How to Become a School Leader During the COVID-19 Crisis

Figuring out how to deal with the traumatic crisis caused by the effects of the pandemic is one of the biggest concerns for every education leader out there.  

Whether they’re called the principal, headmasters, or directors of the institution – they all play an integral role in the education system.

Most of the education management are playing significantly new roles. These leaders are stepping into roles to serve students with whom their connection is limited to devices. Playing a leadership role is a challenge especially in times such as this, the pandemic. But leadership is becoming roles are becoming more important amid the crisis.

Due to the unprecedented change altered because of COVID-19, most leaders do not have a set direction to follow.

However, below are some of the best recommendations a leader can take:

Understand yourself

Understand oneself is critical. You need to analyze your core values, especially when looking to enter a leadership role. Thinking about the biases you hold, factors that inhibit strengths and weakness, how you think you will be perceived are some of the questions you’ll need to face. Every conversation made during the entry-level may trigger doubts and despite having multiple identities, you will still be emotionally triggered. This is where you need an analysis – understand the “whys”. Doing so will help you understand what you’re trying to achieve. It will help you find a purpose to stay focused on the people you lead.

Understand the context 

As you enter as an education leader, your emphasis would first be focused upon interacting with the board members, colleagues, education management, and supervisors. Having an interaction with them will give you a clearer perspective and help understand the current context.

In such cases, one of the major drawbacks is the efforts that are required to understand the community’s history. Their story of opportunity, oppression, or leadership for social justice and their connection with the day to day challenges.

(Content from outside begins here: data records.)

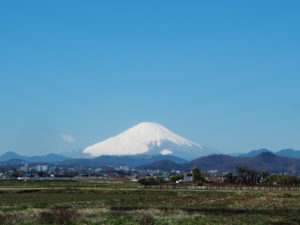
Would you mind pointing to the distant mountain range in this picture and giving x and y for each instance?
(290, 153)
(149, 138)
(116, 161)
(287, 160)
(263, 161)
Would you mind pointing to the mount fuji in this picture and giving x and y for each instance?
(148, 138)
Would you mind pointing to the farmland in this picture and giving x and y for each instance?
(117, 202)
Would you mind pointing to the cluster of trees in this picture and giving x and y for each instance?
(252, 176)
(151, 181)
(243, 176)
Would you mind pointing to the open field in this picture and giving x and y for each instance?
(100, 202)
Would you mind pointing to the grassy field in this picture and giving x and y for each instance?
(116, 202)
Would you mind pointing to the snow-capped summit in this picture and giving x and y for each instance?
(148, 138)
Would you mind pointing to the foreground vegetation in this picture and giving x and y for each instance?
(116, 202)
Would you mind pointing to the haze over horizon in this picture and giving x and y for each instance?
(222, 74)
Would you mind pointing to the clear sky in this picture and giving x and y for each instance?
(225, 74)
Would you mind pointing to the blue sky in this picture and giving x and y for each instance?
(222, 73)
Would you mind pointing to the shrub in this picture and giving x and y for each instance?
(3, 219)
(60, 215)
(147, 220)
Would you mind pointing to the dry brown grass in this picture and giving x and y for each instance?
(60, 215)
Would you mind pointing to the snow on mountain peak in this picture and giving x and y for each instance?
(146, 138)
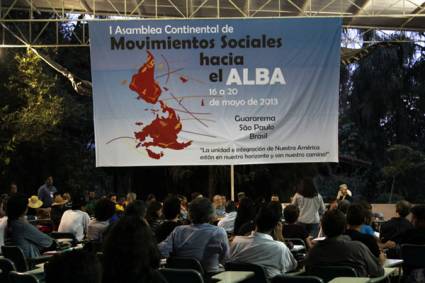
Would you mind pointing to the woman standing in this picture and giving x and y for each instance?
(310, 204)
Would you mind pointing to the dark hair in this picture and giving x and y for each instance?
(230, 206)
(171, 207)
(201, 210)
(74, 266)
(403, 208)
(307, 189)
(333, 223)
(267, 219)
(137, 208)
(78, 201)
(419, 212)
(104, 209)
(16, 207)
(153, 208)
(356, 214)
(130, 252)
(246, 213)
(291, 213)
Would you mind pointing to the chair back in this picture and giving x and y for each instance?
(173, 275)
(185, 263)
(259, 272)
(16, 255)
(6, 266)
(296, 279)
(327, 273)
(16, 277)
(413, 255)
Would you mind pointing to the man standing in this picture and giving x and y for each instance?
(260, 248)
(46, 192)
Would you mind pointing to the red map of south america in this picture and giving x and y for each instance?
(163, 131)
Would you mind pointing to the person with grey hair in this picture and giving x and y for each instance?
(200, 240)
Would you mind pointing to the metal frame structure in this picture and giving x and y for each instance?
(26, 22)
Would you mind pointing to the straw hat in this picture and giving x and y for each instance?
(59, 200)
(34, 202)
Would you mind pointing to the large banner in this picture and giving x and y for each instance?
(204, 92)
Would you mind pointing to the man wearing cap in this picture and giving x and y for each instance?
(46, 192)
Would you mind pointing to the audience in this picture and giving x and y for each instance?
(393, 229)
(171, 212)
(73, 267)
(310, 204)
(21, 233)
(260, 248)
(46, 192)
(205, 242)
(154, 215)
(228, 221)
(75, 220)
(103, 212)
(130, 253)
(292, 229)
(338, 249)
(244, 222)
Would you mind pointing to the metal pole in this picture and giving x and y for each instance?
(232, 182)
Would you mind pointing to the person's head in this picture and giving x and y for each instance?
(403, 208)
(16, 207)
(275, 198)
(230, 206)
(266, 220)
(49, 181)
(356, 215)
(154, 210)
(217, 201)
(104, 209)
(171, 208)
(137, 209)
(418, 216)
(113, 198)
(13, 188)
(78, 201)
(74, 266)
(241, 195)
(201, 211)
(306, 188)
(291, 213)
(130, 253)
(333, 223)
(343, 188)
(131, 197)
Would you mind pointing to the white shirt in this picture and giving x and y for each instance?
(75, 222)
(3, 224)
(310, 208)
(228, 222)
(261, 249)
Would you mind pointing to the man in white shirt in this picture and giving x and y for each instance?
(75, 220)
(260, 248)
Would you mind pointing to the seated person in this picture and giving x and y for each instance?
(261, 249)
(228, 221)
(340, 250)
(200, 240)
(393, 229)
(355, 219)
(416, 235)
(75, 220)
(292, 229)
(21, 233)
(103, 211)
(130, 253)
(74, 266)
(171, 212)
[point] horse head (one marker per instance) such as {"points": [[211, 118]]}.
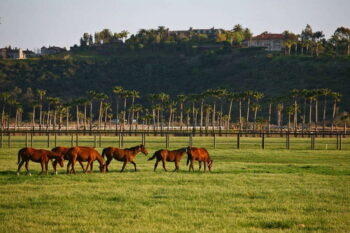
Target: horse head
{"points": [[143, 149]]}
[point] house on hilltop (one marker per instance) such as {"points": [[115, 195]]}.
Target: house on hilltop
{"points": [[51, 50], [271, 42]]}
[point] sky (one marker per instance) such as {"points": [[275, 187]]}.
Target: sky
{"points": [[36, 23]]}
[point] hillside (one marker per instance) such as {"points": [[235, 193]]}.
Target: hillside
{"points": [[71, 75]]}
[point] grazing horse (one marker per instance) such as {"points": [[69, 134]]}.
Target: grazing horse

The COVID-19 time is when it’s important to locate formal or informal leaders, connectors, and leaders.

Being transparent

An entry to leadership requires you to be transparent. People need to have a clear view of what and how you’re going to do things while focusing on activities that involve building trust. You need to earn the trust of your people, only then you’ll be called a successful leader.

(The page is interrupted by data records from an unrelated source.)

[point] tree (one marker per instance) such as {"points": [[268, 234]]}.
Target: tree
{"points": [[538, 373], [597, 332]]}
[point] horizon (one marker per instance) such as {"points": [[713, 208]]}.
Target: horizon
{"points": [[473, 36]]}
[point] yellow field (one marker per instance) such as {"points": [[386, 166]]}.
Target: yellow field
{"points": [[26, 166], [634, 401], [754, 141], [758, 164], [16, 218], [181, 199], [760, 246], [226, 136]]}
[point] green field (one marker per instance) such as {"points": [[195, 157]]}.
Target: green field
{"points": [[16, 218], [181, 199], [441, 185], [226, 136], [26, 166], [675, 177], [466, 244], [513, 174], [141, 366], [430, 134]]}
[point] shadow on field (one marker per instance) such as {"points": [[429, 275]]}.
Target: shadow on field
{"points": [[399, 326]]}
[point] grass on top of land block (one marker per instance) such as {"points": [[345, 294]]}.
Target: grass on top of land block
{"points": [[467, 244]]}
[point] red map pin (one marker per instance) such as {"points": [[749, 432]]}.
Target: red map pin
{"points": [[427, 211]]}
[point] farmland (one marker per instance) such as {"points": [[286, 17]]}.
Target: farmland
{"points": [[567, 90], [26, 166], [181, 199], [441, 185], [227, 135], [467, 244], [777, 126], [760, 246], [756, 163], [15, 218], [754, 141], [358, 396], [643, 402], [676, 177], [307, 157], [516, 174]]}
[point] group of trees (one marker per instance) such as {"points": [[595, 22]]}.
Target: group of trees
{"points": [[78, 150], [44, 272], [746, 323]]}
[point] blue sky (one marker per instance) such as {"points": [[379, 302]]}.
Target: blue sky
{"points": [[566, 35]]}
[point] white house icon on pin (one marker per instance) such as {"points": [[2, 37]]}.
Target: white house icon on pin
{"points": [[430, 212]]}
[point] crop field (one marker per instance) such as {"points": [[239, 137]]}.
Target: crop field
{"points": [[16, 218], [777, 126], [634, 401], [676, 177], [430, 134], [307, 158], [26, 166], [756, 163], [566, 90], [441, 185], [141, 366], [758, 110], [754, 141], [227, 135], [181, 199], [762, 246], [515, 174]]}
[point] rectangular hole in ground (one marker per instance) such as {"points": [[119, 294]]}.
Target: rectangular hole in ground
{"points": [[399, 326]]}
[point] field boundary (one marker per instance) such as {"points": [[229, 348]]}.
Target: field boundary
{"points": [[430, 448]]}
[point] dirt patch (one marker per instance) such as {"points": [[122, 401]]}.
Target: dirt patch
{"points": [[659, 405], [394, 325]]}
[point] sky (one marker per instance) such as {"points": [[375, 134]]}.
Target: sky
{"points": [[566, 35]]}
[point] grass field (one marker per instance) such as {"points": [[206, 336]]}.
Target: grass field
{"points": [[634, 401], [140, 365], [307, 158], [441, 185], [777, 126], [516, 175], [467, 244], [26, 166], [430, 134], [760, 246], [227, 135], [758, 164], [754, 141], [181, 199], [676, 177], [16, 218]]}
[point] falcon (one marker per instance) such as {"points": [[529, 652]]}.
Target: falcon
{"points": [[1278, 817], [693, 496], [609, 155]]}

Sadly, we don’t find trust amongst communities where the institution has done wrong. Critical to leadership is to seek multiple perspectives. How to see the people or show the level of competency by getting some wins during their early leadership entry. For instance, social media is one platform wherein you receive a lot of feedback. Also, you need to be open to every feedback you receive.

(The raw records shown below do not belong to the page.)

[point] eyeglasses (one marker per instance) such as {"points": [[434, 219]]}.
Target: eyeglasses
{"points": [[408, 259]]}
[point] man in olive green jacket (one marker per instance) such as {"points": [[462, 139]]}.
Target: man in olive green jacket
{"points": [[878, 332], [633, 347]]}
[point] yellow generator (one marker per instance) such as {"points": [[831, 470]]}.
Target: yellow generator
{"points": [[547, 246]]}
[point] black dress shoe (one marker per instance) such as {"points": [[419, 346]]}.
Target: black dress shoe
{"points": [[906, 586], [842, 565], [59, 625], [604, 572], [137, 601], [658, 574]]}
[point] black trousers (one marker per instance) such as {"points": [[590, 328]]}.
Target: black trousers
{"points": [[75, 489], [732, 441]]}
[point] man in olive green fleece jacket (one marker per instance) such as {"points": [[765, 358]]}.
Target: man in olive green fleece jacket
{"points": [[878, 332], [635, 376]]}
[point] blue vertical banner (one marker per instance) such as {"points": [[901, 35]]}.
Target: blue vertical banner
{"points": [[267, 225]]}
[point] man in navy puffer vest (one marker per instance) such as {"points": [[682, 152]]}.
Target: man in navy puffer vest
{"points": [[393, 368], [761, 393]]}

Embracing the dual-track agenda

A dual-track agenda simply means that the education management and the leaders need to do their daily work of leading people through the crisis while taking on opportunities the crisis throws at you. Simply said, a leader looks for challenges or strengths to hold on especially during the entry-level. So, a leadership role in the present day will require leaders who can heal, repair, and transform.

You need to let your people and community know about your approach. This will give them the confidence that you’re capable of acting while also simultaneously leading your organization toward the path to success.

Be an empathetic listener

As organizations develop ways or plan to stay engaged with people such as students, students of color, and those marginalized, the leaders must possess the ability to listen. Nothing beats being an empathetic listener especially if you’re going to lead an education organization.